What courts are actually doing, of course, in unfair competition cases, is to create and distribute a new source of economic wealth or power. Language is socially useful apart from law, as air is socially useful, but neither language nor air is a source of economic wealth unless some people are prevented from using these resources in ways that are permitted to other people. That is to say, property is a function of inequality. If courts, for instance, should prevent a man from breathing any air which had been breathed by another (within, say, a reasonable statute of limitations), those individuals who breathed most vigorously and were quickest and wisest in selecting desirable locations in which to breathe (or made the most advantageous contracts with such individuals) would, by virtue of their property right in certain volumes of air, come to exercise and enjoy a peculiar economic advantage, which might, though various modes of economic exchange, be turned into other forms of economic advantage, e.g. the ownership of newspapers or fine clothing. So, if courts prevent a man from exploiting certain forms of language which another has already begun to exploit, the second user will be at the economic disadvantage of having to pay the first user from the privilege of using similar language or else of having to use less appealing language (generally) in presenting his commodities to the public.

Courts, then, in establishing inequality in the commercial exploitation of language are creating economic wealth and property, creating property not, of course ex nihilo, but out of the material of social fact, commercial custom, and popular moral faiths or prejudges. It does not follow, except by the fallacy of composition, that in creating new private property courts are benefiting society. Whether they are benefiting society depends upon a series of questions which courts and scholars dealing with this field of law have not seriously considered.
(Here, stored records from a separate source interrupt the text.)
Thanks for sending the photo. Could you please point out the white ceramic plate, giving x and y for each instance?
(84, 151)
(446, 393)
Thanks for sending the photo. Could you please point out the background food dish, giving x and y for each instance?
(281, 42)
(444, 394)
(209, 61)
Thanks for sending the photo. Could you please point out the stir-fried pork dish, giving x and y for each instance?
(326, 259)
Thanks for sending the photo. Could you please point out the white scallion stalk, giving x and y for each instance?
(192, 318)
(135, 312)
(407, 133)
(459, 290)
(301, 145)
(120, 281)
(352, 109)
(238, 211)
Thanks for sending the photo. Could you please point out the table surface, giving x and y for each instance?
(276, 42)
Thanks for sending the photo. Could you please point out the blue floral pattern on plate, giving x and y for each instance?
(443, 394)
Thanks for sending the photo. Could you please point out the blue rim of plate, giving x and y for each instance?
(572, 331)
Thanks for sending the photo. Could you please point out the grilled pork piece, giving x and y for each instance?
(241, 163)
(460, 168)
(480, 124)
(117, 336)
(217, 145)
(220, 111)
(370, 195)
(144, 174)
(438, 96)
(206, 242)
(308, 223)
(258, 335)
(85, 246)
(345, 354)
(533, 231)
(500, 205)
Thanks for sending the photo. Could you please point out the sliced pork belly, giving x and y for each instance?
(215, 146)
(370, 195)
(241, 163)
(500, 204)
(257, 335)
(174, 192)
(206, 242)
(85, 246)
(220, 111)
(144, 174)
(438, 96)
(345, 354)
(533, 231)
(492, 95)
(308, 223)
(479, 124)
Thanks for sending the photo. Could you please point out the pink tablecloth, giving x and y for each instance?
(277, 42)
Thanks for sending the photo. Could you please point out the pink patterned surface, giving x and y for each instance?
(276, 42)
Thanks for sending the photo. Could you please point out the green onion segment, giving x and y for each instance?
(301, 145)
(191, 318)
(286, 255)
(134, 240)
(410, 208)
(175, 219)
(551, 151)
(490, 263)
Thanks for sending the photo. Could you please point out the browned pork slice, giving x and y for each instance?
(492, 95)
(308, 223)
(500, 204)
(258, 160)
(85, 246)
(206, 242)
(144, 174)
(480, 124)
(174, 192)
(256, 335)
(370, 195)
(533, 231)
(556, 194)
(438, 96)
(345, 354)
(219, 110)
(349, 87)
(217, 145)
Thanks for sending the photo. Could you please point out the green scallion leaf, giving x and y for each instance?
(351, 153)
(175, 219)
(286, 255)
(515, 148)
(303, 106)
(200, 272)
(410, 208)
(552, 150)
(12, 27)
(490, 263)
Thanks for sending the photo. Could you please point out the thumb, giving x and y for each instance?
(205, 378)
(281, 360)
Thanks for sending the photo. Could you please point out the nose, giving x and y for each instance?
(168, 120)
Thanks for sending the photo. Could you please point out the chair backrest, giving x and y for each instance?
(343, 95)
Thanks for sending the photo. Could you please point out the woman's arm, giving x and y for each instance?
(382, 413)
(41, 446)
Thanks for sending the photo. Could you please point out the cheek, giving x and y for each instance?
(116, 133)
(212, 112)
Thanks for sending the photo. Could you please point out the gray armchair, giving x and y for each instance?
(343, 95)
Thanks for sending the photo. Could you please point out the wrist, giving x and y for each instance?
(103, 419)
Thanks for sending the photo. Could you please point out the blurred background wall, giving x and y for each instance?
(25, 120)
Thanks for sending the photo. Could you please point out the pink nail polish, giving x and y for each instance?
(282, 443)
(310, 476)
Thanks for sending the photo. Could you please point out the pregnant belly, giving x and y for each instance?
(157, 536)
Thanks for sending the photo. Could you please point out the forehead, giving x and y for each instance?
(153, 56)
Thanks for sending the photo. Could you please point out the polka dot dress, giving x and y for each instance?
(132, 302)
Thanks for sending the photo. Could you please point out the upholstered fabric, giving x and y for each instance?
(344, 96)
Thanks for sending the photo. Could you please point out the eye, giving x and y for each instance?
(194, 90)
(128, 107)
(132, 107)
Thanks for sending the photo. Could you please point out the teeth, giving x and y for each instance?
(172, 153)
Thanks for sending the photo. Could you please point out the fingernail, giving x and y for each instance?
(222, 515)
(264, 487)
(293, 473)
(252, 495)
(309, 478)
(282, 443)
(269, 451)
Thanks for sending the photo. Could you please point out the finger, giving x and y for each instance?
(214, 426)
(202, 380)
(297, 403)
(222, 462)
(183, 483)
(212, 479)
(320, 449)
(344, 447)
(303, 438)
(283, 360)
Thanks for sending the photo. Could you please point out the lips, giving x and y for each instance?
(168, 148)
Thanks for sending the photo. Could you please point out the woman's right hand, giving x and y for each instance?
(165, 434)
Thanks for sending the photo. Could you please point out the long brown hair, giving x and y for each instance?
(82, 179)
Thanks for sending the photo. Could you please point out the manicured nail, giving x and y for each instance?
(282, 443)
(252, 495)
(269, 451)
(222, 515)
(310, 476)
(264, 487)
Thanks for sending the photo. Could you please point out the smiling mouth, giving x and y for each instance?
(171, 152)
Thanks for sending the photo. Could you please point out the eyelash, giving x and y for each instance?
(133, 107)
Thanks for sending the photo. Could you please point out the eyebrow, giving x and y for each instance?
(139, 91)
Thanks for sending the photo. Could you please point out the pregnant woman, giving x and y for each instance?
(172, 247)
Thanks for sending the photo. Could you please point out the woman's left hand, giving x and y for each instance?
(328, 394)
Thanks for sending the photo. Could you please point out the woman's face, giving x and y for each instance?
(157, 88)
Is there, for practical purposes, an unlimited supply of equally attractive words under which any commodity can be sold, so that the second seller of the commodity is at no commercial disadvantage if he is forced to avoid the word or words chosen by the first seller? If this is not the case, i.e. if peculiar emotional contexts give one word more sales appeal that any other word suitable for the same product, should the peculiar appeal of that word be granted by the state, without payment, to the first occupier? Is this homestead law of the English language necessary in order to induce the first occupier to use the most attractive word in selling his product? If, on the other hand, all words are originally alike in commercial potentiality, but become differentiated by advertising and other forms of commercial exploitation, in this type of business pressure a good thing, and should it be encouraged by offering legal rewards for the private exploitation of popular linguistic habits and prejudices? To what extent is differentiation of commodities by trade names a help to the consumer in buying wisely? To what extent is the exclusive power to exploit an attractive word, and to alter the quality of the things to which the word is attached, a means of deceiving consumers into purchasing inferior goods?

Without a frank facing of these and similar questions, legal reasoning on the subject of trade names is simply economic prejudice masquerading in the cloak of legal logic. The prejudice that identifies the interests of the plaintiff in unfair competition cases with the interest of business and identifies the interests of business with the interests of society, will not be critically examined by courts and legal scholars until it is recognized and formulated. It will not be recognized or formulated so long as the hypostatization of "property rights" conceals the circularity of legal reasoning.